Lorsque d'abord je l'aperçois au loin, d'un pas lent et regulier
Je me retrouve confronter à une bataille entre mes mains et mes envies
Le mécanisme commence, je me mets sur la pointe des pieds pour l'embrasser
On se touche les lèvres à peine deux secondes, c'est pas dramatique
On va pas en faire un plat, le coeur y est alors pourquoi pas?
J'le vois dans son sourire que le monde ne tourne pas
On marche l'un à côté de l'autre, s'éffleurant maladroitement la main
De temps à autre. Espérant qu'un de nous deux aura le courage d'aborder "çà"
Le brouillard avance sans aucune rancune, çà nous fait de belles jambes
De belles lacunes, le coeur a ses envies alors
Le pas s'accèlere, le sourire se désintégre laissant place à une colère
Innavouable cependant.
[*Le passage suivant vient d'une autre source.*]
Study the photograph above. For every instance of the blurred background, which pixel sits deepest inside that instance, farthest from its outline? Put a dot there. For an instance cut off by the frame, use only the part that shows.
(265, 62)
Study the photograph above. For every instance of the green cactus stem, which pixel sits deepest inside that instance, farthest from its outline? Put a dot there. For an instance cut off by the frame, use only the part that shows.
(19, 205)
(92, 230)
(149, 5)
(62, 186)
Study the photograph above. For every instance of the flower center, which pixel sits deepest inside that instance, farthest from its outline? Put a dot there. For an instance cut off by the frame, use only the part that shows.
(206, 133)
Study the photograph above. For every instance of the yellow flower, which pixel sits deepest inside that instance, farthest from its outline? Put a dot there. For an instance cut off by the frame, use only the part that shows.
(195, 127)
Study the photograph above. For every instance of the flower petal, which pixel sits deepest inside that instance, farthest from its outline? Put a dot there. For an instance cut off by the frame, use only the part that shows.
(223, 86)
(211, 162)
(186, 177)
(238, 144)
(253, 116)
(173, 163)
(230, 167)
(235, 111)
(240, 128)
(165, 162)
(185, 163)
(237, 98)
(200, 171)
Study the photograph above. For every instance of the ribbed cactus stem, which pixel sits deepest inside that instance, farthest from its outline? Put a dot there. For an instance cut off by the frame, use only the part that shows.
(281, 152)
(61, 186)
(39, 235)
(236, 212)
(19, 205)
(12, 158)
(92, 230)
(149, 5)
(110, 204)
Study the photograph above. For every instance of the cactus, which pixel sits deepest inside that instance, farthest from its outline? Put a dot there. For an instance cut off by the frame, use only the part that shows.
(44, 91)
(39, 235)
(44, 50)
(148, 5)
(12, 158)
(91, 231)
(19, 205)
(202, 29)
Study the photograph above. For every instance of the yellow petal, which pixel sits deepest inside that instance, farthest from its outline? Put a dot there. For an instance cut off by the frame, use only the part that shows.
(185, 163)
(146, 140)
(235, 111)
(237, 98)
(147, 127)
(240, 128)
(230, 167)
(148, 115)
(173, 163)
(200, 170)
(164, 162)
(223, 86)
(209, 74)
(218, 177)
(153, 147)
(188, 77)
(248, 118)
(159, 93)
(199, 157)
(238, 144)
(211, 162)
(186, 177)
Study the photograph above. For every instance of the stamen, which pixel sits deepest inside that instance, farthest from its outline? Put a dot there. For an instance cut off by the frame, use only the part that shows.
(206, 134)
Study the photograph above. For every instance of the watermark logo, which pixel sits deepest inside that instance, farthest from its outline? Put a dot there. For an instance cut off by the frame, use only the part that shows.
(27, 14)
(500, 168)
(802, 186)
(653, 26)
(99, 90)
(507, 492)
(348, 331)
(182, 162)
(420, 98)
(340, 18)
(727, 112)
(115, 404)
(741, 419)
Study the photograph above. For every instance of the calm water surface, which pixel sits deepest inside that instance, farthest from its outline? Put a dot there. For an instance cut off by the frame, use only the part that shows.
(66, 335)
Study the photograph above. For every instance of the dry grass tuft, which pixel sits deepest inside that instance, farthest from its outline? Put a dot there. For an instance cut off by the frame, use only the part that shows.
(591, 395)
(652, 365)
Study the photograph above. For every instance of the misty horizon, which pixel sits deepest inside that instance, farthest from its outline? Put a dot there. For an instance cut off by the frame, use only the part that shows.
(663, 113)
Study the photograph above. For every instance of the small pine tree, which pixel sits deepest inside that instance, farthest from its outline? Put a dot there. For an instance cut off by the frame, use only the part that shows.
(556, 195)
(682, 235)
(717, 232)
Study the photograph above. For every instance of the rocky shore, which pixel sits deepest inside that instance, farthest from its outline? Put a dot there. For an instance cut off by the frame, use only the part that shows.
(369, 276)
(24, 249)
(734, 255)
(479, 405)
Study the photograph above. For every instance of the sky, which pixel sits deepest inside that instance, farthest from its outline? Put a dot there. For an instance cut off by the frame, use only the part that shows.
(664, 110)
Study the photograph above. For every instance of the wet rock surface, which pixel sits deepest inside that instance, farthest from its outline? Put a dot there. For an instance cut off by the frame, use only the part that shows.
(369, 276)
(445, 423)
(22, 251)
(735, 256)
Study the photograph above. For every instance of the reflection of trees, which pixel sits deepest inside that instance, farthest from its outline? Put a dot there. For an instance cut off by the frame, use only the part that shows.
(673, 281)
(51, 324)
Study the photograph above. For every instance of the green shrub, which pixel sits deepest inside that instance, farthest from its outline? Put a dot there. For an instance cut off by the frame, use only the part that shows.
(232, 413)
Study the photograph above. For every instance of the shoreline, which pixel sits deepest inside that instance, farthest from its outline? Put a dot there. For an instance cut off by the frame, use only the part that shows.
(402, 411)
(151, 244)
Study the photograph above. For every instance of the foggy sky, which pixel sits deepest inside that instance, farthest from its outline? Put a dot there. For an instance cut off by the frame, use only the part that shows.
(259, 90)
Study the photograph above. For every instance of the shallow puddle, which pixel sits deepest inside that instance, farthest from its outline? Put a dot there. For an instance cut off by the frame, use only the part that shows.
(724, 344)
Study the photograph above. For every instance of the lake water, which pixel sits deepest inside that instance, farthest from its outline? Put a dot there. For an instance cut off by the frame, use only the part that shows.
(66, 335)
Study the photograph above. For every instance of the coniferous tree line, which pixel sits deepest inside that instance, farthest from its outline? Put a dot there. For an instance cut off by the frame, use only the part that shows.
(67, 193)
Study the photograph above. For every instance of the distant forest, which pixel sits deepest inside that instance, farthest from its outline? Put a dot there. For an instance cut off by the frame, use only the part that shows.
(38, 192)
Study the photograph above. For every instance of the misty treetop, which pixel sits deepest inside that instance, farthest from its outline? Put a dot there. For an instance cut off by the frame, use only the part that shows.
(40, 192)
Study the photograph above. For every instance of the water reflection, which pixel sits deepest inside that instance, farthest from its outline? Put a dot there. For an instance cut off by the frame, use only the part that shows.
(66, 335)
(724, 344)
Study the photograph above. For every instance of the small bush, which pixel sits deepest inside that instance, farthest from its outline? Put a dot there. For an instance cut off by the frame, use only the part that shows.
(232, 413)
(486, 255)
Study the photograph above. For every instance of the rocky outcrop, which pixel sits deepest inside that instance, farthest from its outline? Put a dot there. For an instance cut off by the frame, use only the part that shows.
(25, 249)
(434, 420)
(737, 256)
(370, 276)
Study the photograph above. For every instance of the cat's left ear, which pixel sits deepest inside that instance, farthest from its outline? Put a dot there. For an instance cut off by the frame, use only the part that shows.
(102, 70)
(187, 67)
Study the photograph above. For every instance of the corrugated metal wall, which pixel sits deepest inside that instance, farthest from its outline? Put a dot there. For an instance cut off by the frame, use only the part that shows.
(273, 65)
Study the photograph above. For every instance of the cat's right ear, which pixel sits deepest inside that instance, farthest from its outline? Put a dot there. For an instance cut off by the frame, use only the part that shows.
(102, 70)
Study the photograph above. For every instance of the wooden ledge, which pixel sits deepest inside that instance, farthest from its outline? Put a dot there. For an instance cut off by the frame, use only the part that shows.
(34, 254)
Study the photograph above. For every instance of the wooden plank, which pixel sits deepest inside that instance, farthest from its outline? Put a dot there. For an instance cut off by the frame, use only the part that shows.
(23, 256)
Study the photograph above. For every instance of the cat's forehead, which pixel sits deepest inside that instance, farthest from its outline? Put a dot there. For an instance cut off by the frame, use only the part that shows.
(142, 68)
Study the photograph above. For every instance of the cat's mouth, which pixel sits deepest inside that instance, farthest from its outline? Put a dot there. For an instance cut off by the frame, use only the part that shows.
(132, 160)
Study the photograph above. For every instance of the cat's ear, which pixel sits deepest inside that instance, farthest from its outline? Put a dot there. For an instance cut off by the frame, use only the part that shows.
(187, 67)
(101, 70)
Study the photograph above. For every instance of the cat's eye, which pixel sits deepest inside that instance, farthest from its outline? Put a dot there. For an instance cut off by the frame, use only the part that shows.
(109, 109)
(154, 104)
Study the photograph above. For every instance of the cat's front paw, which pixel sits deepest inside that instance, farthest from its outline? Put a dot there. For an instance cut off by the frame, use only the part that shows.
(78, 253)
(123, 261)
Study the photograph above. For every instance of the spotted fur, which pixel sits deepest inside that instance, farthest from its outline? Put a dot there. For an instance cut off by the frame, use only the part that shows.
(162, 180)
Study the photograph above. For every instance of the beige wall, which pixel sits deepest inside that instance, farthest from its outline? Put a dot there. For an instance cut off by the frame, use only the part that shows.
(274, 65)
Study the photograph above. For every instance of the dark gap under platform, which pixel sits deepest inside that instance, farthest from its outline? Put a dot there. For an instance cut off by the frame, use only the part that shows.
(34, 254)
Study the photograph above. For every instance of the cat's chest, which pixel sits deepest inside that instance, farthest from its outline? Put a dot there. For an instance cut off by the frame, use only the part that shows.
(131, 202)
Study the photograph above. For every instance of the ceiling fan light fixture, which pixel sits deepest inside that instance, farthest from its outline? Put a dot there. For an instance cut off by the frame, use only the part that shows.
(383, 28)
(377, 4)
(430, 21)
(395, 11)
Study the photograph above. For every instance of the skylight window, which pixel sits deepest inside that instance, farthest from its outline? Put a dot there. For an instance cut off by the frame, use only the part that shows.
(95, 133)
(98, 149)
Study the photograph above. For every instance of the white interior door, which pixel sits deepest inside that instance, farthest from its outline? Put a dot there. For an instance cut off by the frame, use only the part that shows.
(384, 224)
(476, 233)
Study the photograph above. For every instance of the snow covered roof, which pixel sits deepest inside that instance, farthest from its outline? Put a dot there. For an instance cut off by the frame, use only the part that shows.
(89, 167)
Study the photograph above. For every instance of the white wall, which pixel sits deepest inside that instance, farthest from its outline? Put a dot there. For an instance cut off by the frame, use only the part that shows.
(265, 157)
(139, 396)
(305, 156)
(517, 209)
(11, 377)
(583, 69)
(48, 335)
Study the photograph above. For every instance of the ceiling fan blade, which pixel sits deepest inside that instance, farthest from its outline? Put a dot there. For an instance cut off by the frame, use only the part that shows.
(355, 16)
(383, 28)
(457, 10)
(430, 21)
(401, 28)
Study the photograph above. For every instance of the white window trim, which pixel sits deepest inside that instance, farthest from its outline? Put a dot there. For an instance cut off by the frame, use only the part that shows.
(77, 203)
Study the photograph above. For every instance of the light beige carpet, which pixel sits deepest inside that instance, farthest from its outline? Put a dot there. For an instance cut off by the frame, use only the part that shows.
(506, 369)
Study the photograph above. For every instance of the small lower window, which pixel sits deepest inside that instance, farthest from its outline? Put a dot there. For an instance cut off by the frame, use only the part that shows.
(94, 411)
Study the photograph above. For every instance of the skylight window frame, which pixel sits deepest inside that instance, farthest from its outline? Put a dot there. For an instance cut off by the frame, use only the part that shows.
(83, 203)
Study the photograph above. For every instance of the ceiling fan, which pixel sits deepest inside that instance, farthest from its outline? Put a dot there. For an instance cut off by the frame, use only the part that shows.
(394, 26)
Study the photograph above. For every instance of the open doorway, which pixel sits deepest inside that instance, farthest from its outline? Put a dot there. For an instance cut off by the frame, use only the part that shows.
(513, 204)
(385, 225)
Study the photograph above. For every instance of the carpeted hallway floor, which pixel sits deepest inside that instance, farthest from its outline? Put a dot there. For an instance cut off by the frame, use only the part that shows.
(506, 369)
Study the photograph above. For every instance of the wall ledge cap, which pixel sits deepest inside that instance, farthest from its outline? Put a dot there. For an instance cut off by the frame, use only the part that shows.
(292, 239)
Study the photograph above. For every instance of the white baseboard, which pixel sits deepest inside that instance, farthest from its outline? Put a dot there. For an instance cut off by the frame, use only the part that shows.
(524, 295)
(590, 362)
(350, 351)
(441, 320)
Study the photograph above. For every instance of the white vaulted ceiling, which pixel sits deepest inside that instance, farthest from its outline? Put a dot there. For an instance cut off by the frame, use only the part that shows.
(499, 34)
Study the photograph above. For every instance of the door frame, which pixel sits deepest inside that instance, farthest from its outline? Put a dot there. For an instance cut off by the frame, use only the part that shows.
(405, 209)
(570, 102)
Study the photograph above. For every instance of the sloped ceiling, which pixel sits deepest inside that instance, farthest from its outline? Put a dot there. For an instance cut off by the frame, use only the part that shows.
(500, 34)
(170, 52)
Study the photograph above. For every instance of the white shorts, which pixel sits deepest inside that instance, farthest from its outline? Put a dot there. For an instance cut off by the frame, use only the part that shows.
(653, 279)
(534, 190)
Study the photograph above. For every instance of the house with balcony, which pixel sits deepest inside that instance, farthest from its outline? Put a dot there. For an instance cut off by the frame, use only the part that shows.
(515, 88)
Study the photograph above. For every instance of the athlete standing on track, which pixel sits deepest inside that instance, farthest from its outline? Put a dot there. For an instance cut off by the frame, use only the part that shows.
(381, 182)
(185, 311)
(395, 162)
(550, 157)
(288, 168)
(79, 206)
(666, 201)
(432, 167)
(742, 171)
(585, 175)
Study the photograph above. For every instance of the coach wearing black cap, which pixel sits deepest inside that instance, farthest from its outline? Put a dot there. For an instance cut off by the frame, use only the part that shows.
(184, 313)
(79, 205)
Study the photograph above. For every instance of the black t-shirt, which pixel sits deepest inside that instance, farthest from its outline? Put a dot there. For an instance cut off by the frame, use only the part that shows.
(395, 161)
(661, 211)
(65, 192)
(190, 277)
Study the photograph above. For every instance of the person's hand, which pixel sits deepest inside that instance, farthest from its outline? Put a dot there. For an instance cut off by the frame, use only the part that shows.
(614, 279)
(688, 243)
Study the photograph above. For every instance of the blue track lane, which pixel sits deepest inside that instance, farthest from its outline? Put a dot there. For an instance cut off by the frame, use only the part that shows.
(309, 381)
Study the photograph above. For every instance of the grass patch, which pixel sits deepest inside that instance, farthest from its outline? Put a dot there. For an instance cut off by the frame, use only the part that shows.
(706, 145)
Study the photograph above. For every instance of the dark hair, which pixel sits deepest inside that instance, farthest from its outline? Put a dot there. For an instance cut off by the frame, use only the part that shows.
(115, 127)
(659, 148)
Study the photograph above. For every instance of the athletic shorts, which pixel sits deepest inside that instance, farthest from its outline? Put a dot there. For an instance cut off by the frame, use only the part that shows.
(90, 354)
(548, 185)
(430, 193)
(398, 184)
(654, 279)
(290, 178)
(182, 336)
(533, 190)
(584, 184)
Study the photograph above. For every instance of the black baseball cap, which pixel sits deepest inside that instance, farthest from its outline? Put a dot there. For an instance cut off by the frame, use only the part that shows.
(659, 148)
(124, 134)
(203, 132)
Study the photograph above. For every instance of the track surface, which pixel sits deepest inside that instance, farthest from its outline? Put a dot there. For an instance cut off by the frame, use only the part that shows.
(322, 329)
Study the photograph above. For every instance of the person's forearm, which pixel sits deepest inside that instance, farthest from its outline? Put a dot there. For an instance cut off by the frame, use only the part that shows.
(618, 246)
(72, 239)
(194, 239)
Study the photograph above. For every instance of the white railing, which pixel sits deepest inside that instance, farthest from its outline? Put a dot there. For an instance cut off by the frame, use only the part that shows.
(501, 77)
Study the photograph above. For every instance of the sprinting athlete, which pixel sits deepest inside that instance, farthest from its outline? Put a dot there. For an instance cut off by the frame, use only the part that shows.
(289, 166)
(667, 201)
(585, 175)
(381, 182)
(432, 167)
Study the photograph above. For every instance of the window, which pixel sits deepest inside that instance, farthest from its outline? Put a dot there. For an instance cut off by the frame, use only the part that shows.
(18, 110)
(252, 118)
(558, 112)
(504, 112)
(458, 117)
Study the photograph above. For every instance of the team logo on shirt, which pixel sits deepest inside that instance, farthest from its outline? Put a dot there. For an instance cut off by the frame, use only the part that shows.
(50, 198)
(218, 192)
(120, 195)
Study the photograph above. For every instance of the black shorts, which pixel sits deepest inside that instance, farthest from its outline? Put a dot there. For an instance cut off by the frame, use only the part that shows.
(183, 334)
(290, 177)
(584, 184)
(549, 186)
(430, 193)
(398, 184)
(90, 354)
Je ferme les yeux de temps en temps.
L'odeur est familière j'entre dans cette pièce et je le vois ce lit
J'ai déjà le coeur au bord du gouffre, prêt à pousser un cri sans souffle
Et il s'empare de mes lèvres, sa langue dans ma bouche, je le touche
Mon corps mis à nu dans la pudeur de cette chambre où le jour est massacré
Me voilà étendue, prête à tout lui donner, il me prend la main
Me la serre si fort, que j'en ressens encore le frisson intérieur de cette seconde de fureur
J'aime ses reins, j'aime cette odeur brutal dans son cou
Je m'y serais pendue bien plus d'une fois pour en finir
Et le son de ma voix se crispe, retentit dans un silence imperturbable
Je n'ose pas ouvrir les yeux, pas pour l'instant
Je préfère hurler, et je le sens dans mon ventre
Les secondes fracassantes sont là, proches et prêtes à être dévorer
Et je cris, je cris de l'aimer, la preuve est là, la preuve par toi
Et il s'éloigne de moi, la peau encore usée de s'être trop aimer
Ma respiration se fait furtive, ses reins m'ont épuisé
C'était beau de se donner la main, la preuve par toi, encore une fois.